Back in the day, 1960, the Les Paul Custom was a really great solidbody option for jazz guitar, ala Les Paul himself. For fast runs and quick chord comping the small frets are really great. While Les Paul could bend notes as well as anybody alive, he chose to utilize a style of playing quick runs and no bending. The small frets facilitate that much better. It's kind of hard to use those fast runs and comp chords quickly and do so comfortably with higher frets so the fretless wonder wasn't all that bad of a design.
Now take a look at some more modern Les Paul Customs and the dominance of rock influenced players who will most likely buy the model, and you will see bigger frets. If you do get a chance to play an original, jazz era fretless wonder you will see and feel the difference.
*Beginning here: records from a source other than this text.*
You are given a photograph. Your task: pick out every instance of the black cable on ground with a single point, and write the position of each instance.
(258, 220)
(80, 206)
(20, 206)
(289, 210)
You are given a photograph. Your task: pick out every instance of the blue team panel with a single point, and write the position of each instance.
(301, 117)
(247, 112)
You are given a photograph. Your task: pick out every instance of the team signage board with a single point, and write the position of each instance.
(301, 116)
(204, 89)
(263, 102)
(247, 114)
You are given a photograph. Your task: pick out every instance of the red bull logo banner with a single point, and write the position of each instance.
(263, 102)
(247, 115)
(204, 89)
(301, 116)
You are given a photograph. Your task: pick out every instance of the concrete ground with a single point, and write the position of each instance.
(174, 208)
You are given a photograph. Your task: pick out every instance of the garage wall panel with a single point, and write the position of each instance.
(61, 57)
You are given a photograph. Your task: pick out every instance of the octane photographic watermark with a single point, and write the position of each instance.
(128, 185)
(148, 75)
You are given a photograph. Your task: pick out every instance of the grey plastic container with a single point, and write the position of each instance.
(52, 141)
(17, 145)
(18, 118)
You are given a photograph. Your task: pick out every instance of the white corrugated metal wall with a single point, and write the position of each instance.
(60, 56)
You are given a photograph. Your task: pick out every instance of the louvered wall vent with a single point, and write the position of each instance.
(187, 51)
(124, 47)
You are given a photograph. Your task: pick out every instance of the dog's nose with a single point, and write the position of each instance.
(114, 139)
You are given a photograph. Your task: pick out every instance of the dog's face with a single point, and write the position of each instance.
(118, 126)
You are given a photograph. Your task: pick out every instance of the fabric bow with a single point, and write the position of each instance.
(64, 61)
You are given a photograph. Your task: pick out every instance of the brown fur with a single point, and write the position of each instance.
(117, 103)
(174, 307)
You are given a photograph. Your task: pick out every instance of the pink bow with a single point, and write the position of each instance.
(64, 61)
Fender guitars like my older ones have long been criticized for two things all the time:
1) frets are too small and not comfortable bending
2) trem goes out of tune too much on strat
So when the cleverly designed American Standard strat and teles came out, Fender saw to it that the frets were very large and competed with the popular Jackson and Ibanez superstrats for ease of bending. To address the trem issue, Fender made it float better and be hinged on two screws instead of six which tended to work against itself and destabalize tuning. And besides the sometimes tinny and underpowered attack of old Fenders, the American Standard put in almost humbucker sounding, fat single coils to work distortion a lot better. The mids and lows were pronounced and there was a new growl to Fender guitars not seen before.
The old Les Paul Standards of '58-'60 have much better big frets than any of the then top of the line 1960 Les Paul fretless wonder Black Beauties. And in 1960, Gibson made the neck much slimmer and the combination of that and the frets were an early attempt at what would become the slim neck, fat fretted Wizard necks found and perfected in Ibanezes. But Gibson was the first to try that combo though to a much lesser degree. But pick up a 1958 Les Paul, or reissue, and then play the 1960 sunburst and you will see a guitar model evolved into a much faster machine if taking modern metal into consideration. Add to that a Gibson custom shop Axcess rounded heel neck and satin finish on back of neck, and overwound modern humbuckers in let's say Gibson Dirty Fingers, and you have a really good metal guitar that could handle almost anything thrown at it today.